# Functional Test 6.1.1 - Return the FPGA back to XRT golden image using ESnet tools

This Jupyter notebook will allow you to flash the FPGA from previously flashed ONS-based state to XRT-based state. It relies on ESnet workflow dockers to do so. It should not matter which experimenter artifact the dockers are based on so long as it is valid. After the completion a cold-boot is required to return FPGA to XRT state. 

This procedure can be used to reset the FPGA at a given site after experiments or initialize a newly installed device if the next user wants to use XRT and not ESnet workflow. It generally follows the procedures described by [ESnet](https://github.com/esnet/esnet-smartnic-fw/blob/main/sn-stack/README.INSTALL.md#optional-remove-the-esnet-smartnic-flash-image-from-the-fpga-card-to-revert-to-factory-image) for U280 devices. Note it refers to it as reverting to 'Factory Image', which for U280 is XRT. 

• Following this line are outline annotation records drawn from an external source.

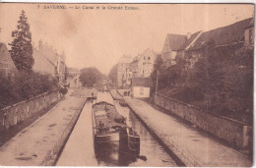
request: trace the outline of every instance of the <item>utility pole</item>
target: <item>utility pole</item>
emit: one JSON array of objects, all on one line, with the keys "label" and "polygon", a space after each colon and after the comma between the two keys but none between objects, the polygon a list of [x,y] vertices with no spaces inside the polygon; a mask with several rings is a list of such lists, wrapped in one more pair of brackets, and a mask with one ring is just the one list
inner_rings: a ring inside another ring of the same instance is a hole
[{"label": "utility pole", "polygon": [[157,94],[158,94],[158,87],[159,87],[159,74],[160,74],[160,71],[158,70],[158,71],[157,71],[157,84],[156,84],[155,105],[156,105],[156,102],[157,102]]}]

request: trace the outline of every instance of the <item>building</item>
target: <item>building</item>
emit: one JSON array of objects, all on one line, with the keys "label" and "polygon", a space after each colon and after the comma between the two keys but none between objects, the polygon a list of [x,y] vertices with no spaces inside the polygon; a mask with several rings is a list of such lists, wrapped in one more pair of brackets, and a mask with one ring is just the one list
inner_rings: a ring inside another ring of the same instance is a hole
[{"label": "building", "polygon": [[82,84],[79,81],[80,70],[76,68],[68,68],[67,84],[71,88],[81,87]]},{"label": "building", "polygon": [[151,93],[151,78],[133,78],[132,92],[135,98],[149,98]]},{"label": "building", "polygon": [[6,44],[2,42],[0,42],[0,71],[6,75],[18,72]]},{"label": "building", "polygon": [[47,43],[38,42],[38,48],[33,46],[32,57],[34,59],[33,71],[49,74],[57,78],[60,84],[65,81],[65,59],[64,52],[60,55]]},{"label": "building", "polygon": [[249,26],[245,28],[244,42],[247,45],[254,46],[254,20],[252,19]]},{"label": "building", "polygon": [[146,49],[139,58],[137,77],[149,78],[154,70],[157,54],[153,49]]},{"label": "building", "polygon": [[190,45],[185,52],[188,69],[192,69],[197,60],[204,55],[206,45],[215,47],[241,46],[254,44],[253,19],[249,18],[232,25],[205,31]]},{"label": "building", "polygon": [[130,72],[129,70],[129,65],[133,61],[133,58],[129,55],[123,55],[117,64],[117,78],[116,78],[116,83],[118,87],[125,87],[126,86],[126,82],[127,81],[127,74]]},{"label": "building", "polygon": [[122,72],[123,88],[131,87],[133,78],[149,78],[154,71],[156,58],[157,54],[154,50],[148,48],[142,54],[138,54],[129,65],[126,65]]}]

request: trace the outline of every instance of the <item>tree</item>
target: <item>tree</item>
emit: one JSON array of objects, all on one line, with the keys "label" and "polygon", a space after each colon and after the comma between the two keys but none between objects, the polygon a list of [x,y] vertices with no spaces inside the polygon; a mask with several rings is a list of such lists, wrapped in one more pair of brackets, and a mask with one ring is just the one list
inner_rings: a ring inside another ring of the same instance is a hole
[{"label": "tree", "polygon": [[84,86],[93,86],[102,79],[102,74],[96,68],[84,68],[79,77]]},{"label": "tree", "polygon": [[23,10],[18,21],[17,29],[12,31],[14,38],[11,45],[10,54],[19,71],[32,72],[34,60],[32,58],[32,32],[28,18]]}]

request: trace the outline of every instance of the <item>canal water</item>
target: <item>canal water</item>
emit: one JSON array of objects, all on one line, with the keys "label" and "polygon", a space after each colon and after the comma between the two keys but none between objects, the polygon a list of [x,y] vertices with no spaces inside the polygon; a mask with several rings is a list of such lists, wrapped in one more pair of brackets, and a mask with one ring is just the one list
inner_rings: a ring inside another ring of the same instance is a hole
[{"label": "canal water", "polygon": [[137,131],[141,139],[139,157],[129,153],[117,153],[114,150],[95,151],[92,125],[93,104],[88,101],[58,158],[57,166],[177,167],[164,148],[150,135],[128,107],[121,107],[118,102],[114,102],[109,92],[97,92],[96,101],[114,103],[118,112],[126,118],[127,125]]},{"label": "canal water", "polygon": [[[99,97],[102,96],[99,93]],[[107,93],[103,93],[107,94]],[[110,95],[110,94],[109,94]],[[108,97],[109,100],[112,97]],[[112,100],[111,100],[112,101]],[[142,166],[142,167],[176,167],[174,160],[166,153],[164,148],[155,140],[144,125],[136,118],[128,107],[121,107],[115,101],[118,112],[126,118],[128,126],[132,127],[140,135],[140,156],[134,157],[128,153],[115,153],[114,151],[100,151],[96,154],[98,166]]]}]

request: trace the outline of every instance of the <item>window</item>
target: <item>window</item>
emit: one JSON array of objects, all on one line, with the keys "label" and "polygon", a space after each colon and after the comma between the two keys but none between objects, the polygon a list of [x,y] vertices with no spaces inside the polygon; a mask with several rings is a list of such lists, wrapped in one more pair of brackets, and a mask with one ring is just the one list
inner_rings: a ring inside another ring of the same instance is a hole
[{"label": "window", "polygon": [[144,93],[144,89],[140,88],[140,95],[143,95],[143,93]]},{"label": "window", "polygon": [[252,29],[249,29],[249,43],[253,43]]}]

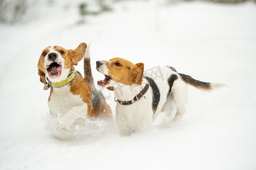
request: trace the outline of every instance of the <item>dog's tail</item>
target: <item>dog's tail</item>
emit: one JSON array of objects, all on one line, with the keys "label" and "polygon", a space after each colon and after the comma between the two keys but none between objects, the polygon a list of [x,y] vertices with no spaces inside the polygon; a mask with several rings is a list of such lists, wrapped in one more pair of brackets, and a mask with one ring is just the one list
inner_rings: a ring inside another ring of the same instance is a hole
[{"label": "dog's tail", "polygon": [[90,46],[91,42],[87,44],[86,50],[83,57],[83,71],[85,73],[85,79],[91,86],[94,87],[93,74],[91,68],[91,55],[90,53]]},{"label": "dog's tail", "polygon": [[220,87],[228,87],[226,84],[223,83],[204,82],[194,79],[191,76],[186,74],[179,73],[179,75],[185,83],[200,90],[210,91]]}]

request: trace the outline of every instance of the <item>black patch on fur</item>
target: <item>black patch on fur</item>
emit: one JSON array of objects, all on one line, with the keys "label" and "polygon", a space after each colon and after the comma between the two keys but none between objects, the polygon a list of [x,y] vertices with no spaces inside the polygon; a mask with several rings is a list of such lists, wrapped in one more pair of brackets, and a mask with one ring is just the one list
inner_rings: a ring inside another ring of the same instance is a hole
[{"label": "black patch on fur", "polygon": [[173,67],[168,66],[166,66],[166,67],[167,67],[168,68],[169,68],[170,69],[171,69],[171,70],[173,70],[173,71],[177,72],[177,71],[176,71],[176,69],[174,69],[174,68]]},{"label": "black patch on fur", "polygon": [[176,74],[171,74],[171,76],[168,78],[167,82],[168,82],[168,85],[169,86],[169,90],[167,94],[167,96],[171,93],[171,87],[173,87],[173,82],[178,79],[178,76]]},{"label": "black patch on fur", "polygon": [[144,78],[148,80],[149,86],[152,88],[152,108],[156,112],[158,106],[159,101],[160,101],[160,91],[153,79],[148,76],[144,76]]},{"label": "black patch on fur", "polygon": [[200,87],[203,88],[205,88],[205,89],[210,89],[210,83],[207,83],[207,82],[201,82],[199,80],[197,80],[196,79],[193,79],[191,76],[186,75],[186,74],[181,74],[181,73],[179,73],[179,74],[181,75],[181,76],[182,77],[182,79],[183,79],[183,80],[191,84],[192,85],[195,87]]}]

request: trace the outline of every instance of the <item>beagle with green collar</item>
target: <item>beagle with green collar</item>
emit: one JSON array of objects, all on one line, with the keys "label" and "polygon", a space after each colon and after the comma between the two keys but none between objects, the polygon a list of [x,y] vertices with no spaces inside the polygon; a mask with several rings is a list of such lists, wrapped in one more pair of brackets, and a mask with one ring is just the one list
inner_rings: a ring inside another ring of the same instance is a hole
[{"label": "beagle with green collar", "polygon": [[[39,58],[38,74],[44,89],[51,88],[48,107],[51,117],[58,120],[57,129],[67,130],[79,118],[112,117],[105,98],[94,86],[86,48],[85,43],[74,50],[48,46]],[[74,67],[83,58],[85,78]]]},{"label": "beagle with green collar", "polygon": [[134,65],[121,58],[96,62],[97,70],[105,75],[98,85],[114,90],[117,101],[116,120],[121,135],[149,130],[161,111],[171,109],[173,101],[177,110],[172,123],[181,120],[188,97],[187,84],[205,91],[226,86],[195,80],[172,67],[158,69],[162,77],[154,79],[144,75],[142,63]]}]

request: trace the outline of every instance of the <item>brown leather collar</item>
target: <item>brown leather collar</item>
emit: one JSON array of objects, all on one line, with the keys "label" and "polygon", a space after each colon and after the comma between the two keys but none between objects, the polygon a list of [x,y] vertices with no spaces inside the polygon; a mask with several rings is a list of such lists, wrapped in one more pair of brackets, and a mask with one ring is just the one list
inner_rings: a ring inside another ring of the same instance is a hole
[{"label": "brown leather collar", "polygon": [[118,103],[123,105],[131,105],[135,103],[137,100],[140,100],[142,97],[144,97],[144,98],[146,99],[146,97],[144,96],[143,95],[146,94],[146,92],[148,91],[148,90],[149,90],[149,86],[148,83],[146,83],[142,90],[141,90],[138,95],[136,95],[135,97],[133,97],[133,99],[132,100],[121,101],[116,100],[116,101],[117,101]]}]

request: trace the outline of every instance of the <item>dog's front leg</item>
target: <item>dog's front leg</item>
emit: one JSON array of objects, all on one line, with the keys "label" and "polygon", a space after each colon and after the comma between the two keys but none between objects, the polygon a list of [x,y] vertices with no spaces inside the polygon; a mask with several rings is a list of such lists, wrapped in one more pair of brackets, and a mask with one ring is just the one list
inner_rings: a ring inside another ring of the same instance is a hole
[{"label": "dog's front leg", "polygon": [[58,130],[67,130],[78,118],[85,118],[87,113],[88,106],[86,103],[72,107],[72,109],[60,118],[57,124]]}]

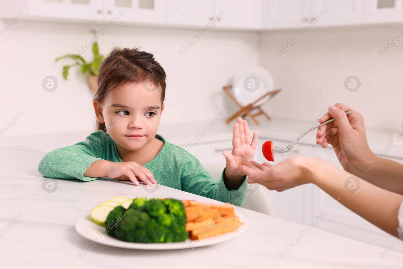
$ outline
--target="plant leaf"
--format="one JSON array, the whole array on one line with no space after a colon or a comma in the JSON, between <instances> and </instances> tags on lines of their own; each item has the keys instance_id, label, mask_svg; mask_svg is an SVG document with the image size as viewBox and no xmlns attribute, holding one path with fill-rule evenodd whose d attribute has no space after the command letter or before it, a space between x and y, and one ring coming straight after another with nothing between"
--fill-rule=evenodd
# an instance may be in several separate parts
<instances>
[{"instance_id":1,"label":"plant leaf","mask_svg":"<svg viewBox=\"0 0 403 269\"><path fill-rule=\"evenodd\" d=\"M83 73L83 75L85 75L87 71L89 70L89 69L91 68L91 65L89 64L85 64L83 65L81 67L81 71Z\"/></svg>"},{"instance_id":2,"label":"plant leaf","mask_svg":"<svg viewBox=\"0 0 403 269\"><path fill-rule=\"evenodd\" d=\"M83 62L83 63L84 64L86 63L85 63L85 60L84 60L82 57L81 57L80 55L77 54L68 54L64 55L64 56L62 56L61 57L59 57L58 58L56 58L56 60L55 60L58 61L60 59L62 59L63 58L71 58L73 60L76 60L76 62L78 64L80 64L77 61L77 60L78 59L81 60L81 61Z\"/></svg>"},{"instance_id":3,"label":"plant leaf","mask_svg":"<svg viewBox=\"0 0 403 269\"><path fill-rule=\"evenodd\" d=\"M92 53L94 54L94 58L99 55L98 50L98 43L96 42L92 45Z\"/></svg>"},{"instance_id":4,"label":"plant leaf","mask_svg":"<svg viewBox=\"0 0 403 269\"><path fill-rule=\"evenodd\" d=\"M79 64L76 63L74 65L65 65L63 67L63 71L62 72L62 74L63 75L63 77L66 80L67 80L67 75L69 75L69 69L72 66L74 66L75 65L79 65Z\"/></svg>"}]
</instances>

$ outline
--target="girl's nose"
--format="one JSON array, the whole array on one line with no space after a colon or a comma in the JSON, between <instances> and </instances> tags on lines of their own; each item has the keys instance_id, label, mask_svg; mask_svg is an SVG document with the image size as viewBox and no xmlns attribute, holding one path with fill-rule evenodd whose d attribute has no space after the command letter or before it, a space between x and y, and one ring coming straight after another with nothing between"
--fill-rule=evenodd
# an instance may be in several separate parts
<instances>
[{"instance_id":1,"label":"girl's nose","mask_svg":"<svg viewBox=\"0 0 403 269\"><path fill-rule=\"evenodd\" d=\"M136 129L140 129L143 126L143 123L141 123L141 117L133 116L129 123L129 128L134 128Z\"/></svg>"}]
</instances>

It is assumed you are operating as part of the FABRIC Maintenance project and have access to the persistent volume named `fpga-tools` created on EDC where releavent tools are downloaded.

This notebook is broken up into steps and does not have to be executed in sequence. Note that unlike the [6.1.2 notebook](<../Acceptance Tests 6.1.2/fpga_flash_esnet.ipynb>) this one does not offer the ability to build ESnet docker images - if you need to do that, execute the appropriate steps in that other notebook first.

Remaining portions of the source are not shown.